Emily Lim’s production runs until 29 August

This folky, jokey, crowd-pleasing new Midsummer Night’s Dream from director Emily Lim opens with members of the audience being invited on stage to learn a dance routine and continues in this vein in a production that, in true Globe tradition, makes a virtue of participation.
A prime example comes when Puck (Michael Grady-Hall) is preparing to drop his love potion into the eyes of the sleeping Lysander (Mel Lowe) and accidentally gets some in his own, meaning he falls for an unsuspecting member of the audience (on press night, a game gentleman named Steve). This becomes a running joke, culminating in said audience member joining him during the climactic wedding ceremony.
It’s just one of a number of ingenious little twists that make this a genuinely joyous, energetic and celebratory interpretation. There’s even a bit of Jacob Collier-style action as Grady-Hall’s jester-esque Puck conducts the audience to sing in harmony to transform the stage into the flower-filled forest (colourfully evoked by designer Aldo Vázquez and costume concept designer Fly Davis). Later, the moon and stars are conjured very literally during the final moments, with the audience invited to dangle silver-coloured mobiles from the gallery.

Given Lim’s interest in community-centred work, she’s an apt choice for a venue where the audience is so inherently involved. Musicians Sally Simpson and Piotr Jordan play fiddles in the pit during pre-show and then move up to the balcony to join the folk band, playing original compositions from Globe associate Jim Fortune (including a singalong finale jig). From the off, there’s a kick-off-your-shoes-and-join-the-party kind of vibe, and it’s about as far from the wintry interpretation that recently played in the adjoining Sam Wanamaker Playhouse as you could imagine.
There’s an intriguingly androgynous edge to the cast, notably Lowe’s Lysander (one of a quartet of pastel-clad lovers, alongside Sophie Cox, Romaya Weaver and Gavi Singh Chera) and Enyi Okoronkwo’s dress-wearing Oberon. Meanwhile, Audrey Brisson‘s Titania goes all earth mother, cuddling her adopted baby with pointed intent as the fairies fuss around her. And the Mechanicals become riotous am-dram group “The Pap Pap Players”, led by Victoria Moseley’s director Quince (who invites us to become company members) and Adrian Richards’ decidedly stagey Bottom (he wears a Hamilton t-shirt, and his silvery donkey guise wouldn’t look out of place at the Met gala).

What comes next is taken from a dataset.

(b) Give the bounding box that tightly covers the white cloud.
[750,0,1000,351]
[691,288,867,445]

Dream is never the easiest to follow plot-wise, and the production is not the most lucid you’ll see from a storytelling perspective; it feels the narrative is sublimated to the showmanship, the darker and more poetic aspects of the play drowned out in a (literal) sea of bubbles. But this is forgivable in a version that feels unapologetically fun, escapist and, I daresay, well-judged for the current times.